Esta ha sido la más vapuleada. Primero, por el deterioro inevitable en toda democracia más o menos pacífica, como el Chile de las últimas décadas. Después, por el estallido del 18 de octubre que las emprendió contra moros y cristianos. Aunque algunos de ellos insistan todavía en montarse en esa erupción, el mensaje que emanaba desde la turbamulta reproducía el sentido de la cólera de los argentinos de diciembre de 2001: “¡que se vayan todos!”.
Ningún sistema social puede existir sin clase política, “los políticos” en suma. En las democracias son más visibles, he ahí la gran diferencia. Como parte de su propio ser, las democracias viven de criticarse a sí mismas, por lo que las envuelve el hedor a corrupción, verdadera o como difamación; para muchos casi da lo mismo. En los períodos de paz y prosperidad, siempre relativos, se hace más presente la maledicencia y la sensación de irrelevancia o inutilidad de los políticos. Percepción muy errada; si no existieran, brotarían como callampas los “partidos de cortes”, atroces por invisibles, los que prosperan azuzando la intriga.

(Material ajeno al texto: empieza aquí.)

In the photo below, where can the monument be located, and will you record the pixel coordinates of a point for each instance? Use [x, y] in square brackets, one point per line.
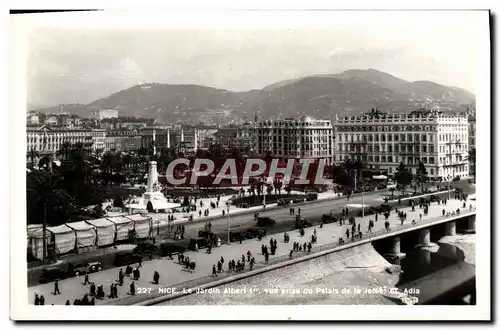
[153, 199]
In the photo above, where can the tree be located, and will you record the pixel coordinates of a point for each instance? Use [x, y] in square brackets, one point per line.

Aquí, como en tantas partes, arrojar piedras a los políticos es contagioso. Si juzgamos por las encuestas —índice veleidoso—, su imagen está por los suelos. A veces se comportan como si quisieran reforzar la impresión de su propia inoperancia. Para remediarlo, dan palos de ciego. La limitación de reelecciones es uno de ellos. Una cosa son los alcaldes, ya que en todo el mundo las municipalidades inevitablemente son caldo de cultivo de “máquinas”, y de ahí que sea sensato proponer solo tres períodos, mal que mal son doce años.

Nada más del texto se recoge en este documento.